As part of a settlement with the Reids, the school said in a statement on its website it “examined [its] role and take responsibility for what [it] could have done differently.”
“When these behaviors were brought to the attention of the School, there were steps that the School should in hindsight have taken but did not,” the statement said.
Reid’s parents said the admission from the school was very courageous and hope that other institutions follow.
“We’re very gratified by the admission of the school that there are things that they could have done and should have done, including the intervention of adults in certain circumstances,” said Bill Reid, his father.
False seeds planted
Jack Reid was bullied over the course of a year starting in the Spring of 2021 based on rumors that had spread across campus that the school later found to be untrue. He was accused of committing sexual assault by kissing a girl.
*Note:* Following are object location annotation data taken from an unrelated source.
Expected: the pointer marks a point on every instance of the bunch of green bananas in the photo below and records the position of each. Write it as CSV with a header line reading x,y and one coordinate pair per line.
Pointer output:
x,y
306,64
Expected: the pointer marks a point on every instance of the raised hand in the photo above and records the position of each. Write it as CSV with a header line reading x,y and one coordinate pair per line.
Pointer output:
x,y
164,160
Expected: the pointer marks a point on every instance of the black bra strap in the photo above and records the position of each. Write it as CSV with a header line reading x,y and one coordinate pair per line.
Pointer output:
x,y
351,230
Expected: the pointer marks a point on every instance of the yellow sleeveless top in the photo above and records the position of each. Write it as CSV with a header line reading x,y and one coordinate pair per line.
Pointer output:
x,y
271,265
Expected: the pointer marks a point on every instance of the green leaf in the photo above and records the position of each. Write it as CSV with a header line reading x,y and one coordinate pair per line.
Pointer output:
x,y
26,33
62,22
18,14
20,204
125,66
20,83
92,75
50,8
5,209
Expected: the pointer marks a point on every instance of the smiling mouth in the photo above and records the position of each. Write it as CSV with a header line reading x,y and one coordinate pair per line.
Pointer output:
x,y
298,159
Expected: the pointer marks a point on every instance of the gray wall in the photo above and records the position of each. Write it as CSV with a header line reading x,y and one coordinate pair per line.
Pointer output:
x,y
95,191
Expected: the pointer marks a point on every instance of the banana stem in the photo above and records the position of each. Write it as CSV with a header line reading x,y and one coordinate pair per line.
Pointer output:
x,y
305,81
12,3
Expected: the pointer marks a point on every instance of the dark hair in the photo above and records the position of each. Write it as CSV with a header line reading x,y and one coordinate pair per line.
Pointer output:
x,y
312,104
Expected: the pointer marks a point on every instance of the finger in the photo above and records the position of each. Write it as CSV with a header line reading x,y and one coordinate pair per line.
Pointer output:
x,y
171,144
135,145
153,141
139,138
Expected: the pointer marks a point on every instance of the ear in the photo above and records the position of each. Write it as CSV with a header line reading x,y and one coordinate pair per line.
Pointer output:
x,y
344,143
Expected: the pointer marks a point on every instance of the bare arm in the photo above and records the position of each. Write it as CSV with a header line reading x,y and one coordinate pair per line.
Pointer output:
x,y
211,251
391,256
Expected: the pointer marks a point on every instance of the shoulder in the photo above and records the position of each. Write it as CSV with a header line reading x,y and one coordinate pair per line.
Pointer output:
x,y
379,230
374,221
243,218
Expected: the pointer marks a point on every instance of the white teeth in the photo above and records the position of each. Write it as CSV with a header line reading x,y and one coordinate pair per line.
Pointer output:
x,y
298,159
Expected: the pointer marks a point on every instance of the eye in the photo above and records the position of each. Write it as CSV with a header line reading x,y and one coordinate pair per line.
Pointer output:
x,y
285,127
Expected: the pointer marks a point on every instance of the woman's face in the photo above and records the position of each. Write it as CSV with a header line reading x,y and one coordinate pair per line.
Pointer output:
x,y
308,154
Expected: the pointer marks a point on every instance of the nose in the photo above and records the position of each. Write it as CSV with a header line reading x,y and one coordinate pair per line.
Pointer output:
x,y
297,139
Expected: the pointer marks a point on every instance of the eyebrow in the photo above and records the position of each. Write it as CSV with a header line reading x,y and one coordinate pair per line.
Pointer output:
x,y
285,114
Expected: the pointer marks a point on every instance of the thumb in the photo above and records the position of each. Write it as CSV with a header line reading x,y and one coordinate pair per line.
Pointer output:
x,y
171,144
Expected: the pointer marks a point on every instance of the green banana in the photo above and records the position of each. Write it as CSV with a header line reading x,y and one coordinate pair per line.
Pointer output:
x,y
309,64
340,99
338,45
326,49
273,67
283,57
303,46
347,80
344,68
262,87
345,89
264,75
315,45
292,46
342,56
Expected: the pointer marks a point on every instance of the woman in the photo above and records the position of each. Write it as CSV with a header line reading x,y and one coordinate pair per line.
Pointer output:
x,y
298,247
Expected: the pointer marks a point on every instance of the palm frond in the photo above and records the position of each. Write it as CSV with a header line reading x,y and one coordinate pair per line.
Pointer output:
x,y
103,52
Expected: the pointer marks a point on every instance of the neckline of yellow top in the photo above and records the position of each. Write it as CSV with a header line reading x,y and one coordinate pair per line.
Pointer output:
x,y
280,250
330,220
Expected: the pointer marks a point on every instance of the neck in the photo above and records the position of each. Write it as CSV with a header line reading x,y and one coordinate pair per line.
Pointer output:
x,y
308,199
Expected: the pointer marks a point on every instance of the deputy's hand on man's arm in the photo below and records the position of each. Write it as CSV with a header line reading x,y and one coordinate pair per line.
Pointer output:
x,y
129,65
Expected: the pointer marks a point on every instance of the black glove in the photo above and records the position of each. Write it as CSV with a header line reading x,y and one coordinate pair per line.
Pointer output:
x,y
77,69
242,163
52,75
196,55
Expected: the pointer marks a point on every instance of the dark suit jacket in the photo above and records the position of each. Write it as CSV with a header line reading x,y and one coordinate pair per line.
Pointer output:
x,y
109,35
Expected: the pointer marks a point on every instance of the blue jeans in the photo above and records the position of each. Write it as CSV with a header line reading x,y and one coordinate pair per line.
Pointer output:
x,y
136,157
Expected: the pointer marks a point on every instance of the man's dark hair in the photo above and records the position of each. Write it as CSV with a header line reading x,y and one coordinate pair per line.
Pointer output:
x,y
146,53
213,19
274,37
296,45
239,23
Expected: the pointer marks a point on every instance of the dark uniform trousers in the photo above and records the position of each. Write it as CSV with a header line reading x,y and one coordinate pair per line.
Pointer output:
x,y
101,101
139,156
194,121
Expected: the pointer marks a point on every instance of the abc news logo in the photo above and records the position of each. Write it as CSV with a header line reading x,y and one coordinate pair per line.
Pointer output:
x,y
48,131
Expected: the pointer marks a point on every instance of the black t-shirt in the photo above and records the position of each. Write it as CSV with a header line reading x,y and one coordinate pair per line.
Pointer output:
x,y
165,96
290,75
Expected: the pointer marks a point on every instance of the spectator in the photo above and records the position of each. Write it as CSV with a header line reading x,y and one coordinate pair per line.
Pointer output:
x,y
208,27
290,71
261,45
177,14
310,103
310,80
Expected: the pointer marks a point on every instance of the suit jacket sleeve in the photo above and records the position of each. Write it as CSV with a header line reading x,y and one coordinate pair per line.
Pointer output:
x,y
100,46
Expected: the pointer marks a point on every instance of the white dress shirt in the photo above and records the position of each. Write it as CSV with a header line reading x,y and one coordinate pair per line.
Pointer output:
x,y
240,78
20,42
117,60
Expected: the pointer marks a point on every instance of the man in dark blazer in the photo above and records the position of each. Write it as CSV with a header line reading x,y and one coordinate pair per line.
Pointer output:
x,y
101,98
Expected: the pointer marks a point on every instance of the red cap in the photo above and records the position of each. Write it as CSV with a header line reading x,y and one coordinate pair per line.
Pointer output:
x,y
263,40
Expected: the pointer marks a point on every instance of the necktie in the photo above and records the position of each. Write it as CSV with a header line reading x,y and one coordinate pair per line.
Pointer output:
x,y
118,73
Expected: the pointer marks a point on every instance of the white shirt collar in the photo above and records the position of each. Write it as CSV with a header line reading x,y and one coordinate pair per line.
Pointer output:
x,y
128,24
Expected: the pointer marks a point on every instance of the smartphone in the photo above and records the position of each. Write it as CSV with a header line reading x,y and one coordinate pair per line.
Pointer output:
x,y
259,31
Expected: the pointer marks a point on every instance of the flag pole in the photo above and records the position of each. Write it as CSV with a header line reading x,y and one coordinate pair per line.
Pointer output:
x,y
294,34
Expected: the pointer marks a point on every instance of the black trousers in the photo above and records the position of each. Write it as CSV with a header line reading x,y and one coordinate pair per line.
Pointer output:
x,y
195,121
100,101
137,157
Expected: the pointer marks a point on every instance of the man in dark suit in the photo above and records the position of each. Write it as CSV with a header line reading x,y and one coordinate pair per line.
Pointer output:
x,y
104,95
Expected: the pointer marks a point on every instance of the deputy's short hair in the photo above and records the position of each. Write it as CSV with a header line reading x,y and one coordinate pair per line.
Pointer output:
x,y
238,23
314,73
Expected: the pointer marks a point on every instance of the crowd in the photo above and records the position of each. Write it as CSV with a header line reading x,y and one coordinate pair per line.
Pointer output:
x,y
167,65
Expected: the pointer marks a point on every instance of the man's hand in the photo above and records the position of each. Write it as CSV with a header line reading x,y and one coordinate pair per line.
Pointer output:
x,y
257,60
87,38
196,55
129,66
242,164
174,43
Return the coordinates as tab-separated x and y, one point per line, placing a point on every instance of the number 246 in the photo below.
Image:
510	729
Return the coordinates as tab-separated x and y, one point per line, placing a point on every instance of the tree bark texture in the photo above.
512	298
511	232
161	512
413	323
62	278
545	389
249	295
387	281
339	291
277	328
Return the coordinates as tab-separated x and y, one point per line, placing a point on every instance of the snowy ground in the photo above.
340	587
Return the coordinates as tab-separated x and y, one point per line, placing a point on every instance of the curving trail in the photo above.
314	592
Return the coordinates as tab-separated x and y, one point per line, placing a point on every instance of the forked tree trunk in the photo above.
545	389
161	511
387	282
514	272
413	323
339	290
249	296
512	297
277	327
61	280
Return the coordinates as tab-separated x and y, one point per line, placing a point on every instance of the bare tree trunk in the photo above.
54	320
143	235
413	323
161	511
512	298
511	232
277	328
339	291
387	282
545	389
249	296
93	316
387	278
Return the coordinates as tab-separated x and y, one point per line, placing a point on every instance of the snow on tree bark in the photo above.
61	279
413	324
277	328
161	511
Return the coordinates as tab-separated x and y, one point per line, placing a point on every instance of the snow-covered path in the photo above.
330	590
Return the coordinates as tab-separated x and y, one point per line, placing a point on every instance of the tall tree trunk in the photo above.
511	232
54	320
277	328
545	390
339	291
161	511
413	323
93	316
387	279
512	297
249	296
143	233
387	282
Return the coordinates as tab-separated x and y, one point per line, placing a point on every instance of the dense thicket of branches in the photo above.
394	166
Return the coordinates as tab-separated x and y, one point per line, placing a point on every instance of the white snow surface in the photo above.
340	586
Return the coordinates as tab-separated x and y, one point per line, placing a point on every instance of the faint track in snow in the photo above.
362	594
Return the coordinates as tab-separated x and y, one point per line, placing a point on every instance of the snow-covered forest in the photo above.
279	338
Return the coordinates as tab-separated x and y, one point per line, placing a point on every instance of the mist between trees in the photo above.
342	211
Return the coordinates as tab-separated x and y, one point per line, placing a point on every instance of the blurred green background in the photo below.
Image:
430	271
Later that year, an anonymous post on a nationwide student app said he was a rapist.
The school never shared publicly or privately that the rumors about Jack Reid were false.
“When these behaviors were brought to the attention of the School, there were steps that the School should in hindsight have taken but did not,” the statement said. “There also were circumstances in which the involvement of an adult would have made a difference.”
The school also admitted that on April 30, 2022, the night Jack Reid took his life, it allowed the student who previously bullied Jack to return to Dickinson House – a dormitory where he stayed – after being expelled for an unrelated rule violation “largely unsupervised” without notifying or checking on Jack.
“The School acknowledges that bullying and unkind behavior, and actions taken or not taken by the School, likely contributed to Jack’s death,” the statement said.
Reid’s parents said they were encouraging him and that he advocated for himself. His mother, a clinical psychologist, said there were no signs that the situation could go as far as it did.
“I think that what we’ve realized from our situation is that it can lead to death,” Dr. Elizabeth Reid said about bullying. “This is a very serious issue, and the internet absolutely makes it even much worse for kids today.”
Making something out of ‘rubble’
The Reids have started the Jack Reid Foundation for the Education and Prevention of Bullying and Cyberbullying. The Lawrenceville School will make a contribution to the foundation as part of its plans to address the various forms of bullying.
In addition, the school said it would hire a specialist to help construct policies and training to identify and address behaviors that lead to bullying, train faculty and staff on adolescent mental health, and hire a dean of campus wellbeing.
The school said that, over the past year, it has focused on a number of issues. Among them: house culture and healthy socializing, the structure of the dean of students’ office and disciplinary protocols, and general health and wellness.
It’s hard to tell if the school is doing enough, said Bill Reid.
“We’re anxious to see the success of their plan to fight bullying on campus,” he added.